Shrimp on the CobPosted: June 27, 2013
So, remember a few weeks ago when I said I wasn’t giving corn any love? I feel bad about that. I’m not saying my guilt lead me to search for a summery recipe that included corn, but I’m not saying that didn’t happen either. But what I am saying is that the combination of shrimp, chorizo and corn is quite wonderful. Sriracha, that glorious hot sauce from the other side of the globe, really kicks this salad up a few notches. And the fact that the whole thing is ready in 4 minutes makes it perfect for a lazy summer night when you don’t feel like cooking but still want something tasty for supper.
Shrimp, Chorizo & Corn Salad
3/4 lb of large shrimp, peeled
1 ½ links of chorizo, sliced
2 cups of corn
1/3 cup of green onions, plus more for garnish
2 tablespoons of Sriracha hot sauce
2 teaspoons of minced garlic
24 grape tomatoes, halved
½ cup of chopped basil, plus more for garnish
2 teaspoons of lemon zest
2 tablespoons of lemon juice
2 tablespoons of olive oil
Salt and pepper
Combine the shrimp, chorizo, corn, green onions, Sriracha, garlic and ½ teaspoon of salt in a bowl. Add the tomatoes and basil and toss to combine.

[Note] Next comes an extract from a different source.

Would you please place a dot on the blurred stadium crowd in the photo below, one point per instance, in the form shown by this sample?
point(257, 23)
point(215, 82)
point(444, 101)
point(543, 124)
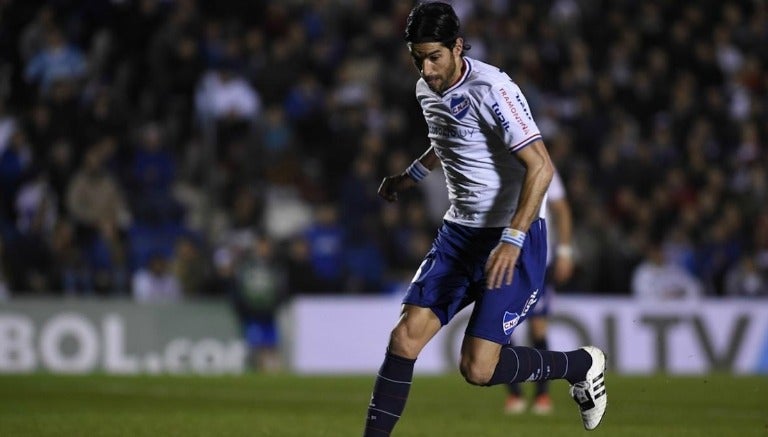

Heat a large skillet over high heat. Add the olive oil to the pan and swirl to coat. Add the shrimp mixture to the skillet and cook for about 4 minutes, stirring frequently, until the shrimp are cooked through. Off the heat, stir in the lemon zest and lemon juice and season to taste with pepper. Garnish with additional green onions and basil and serve.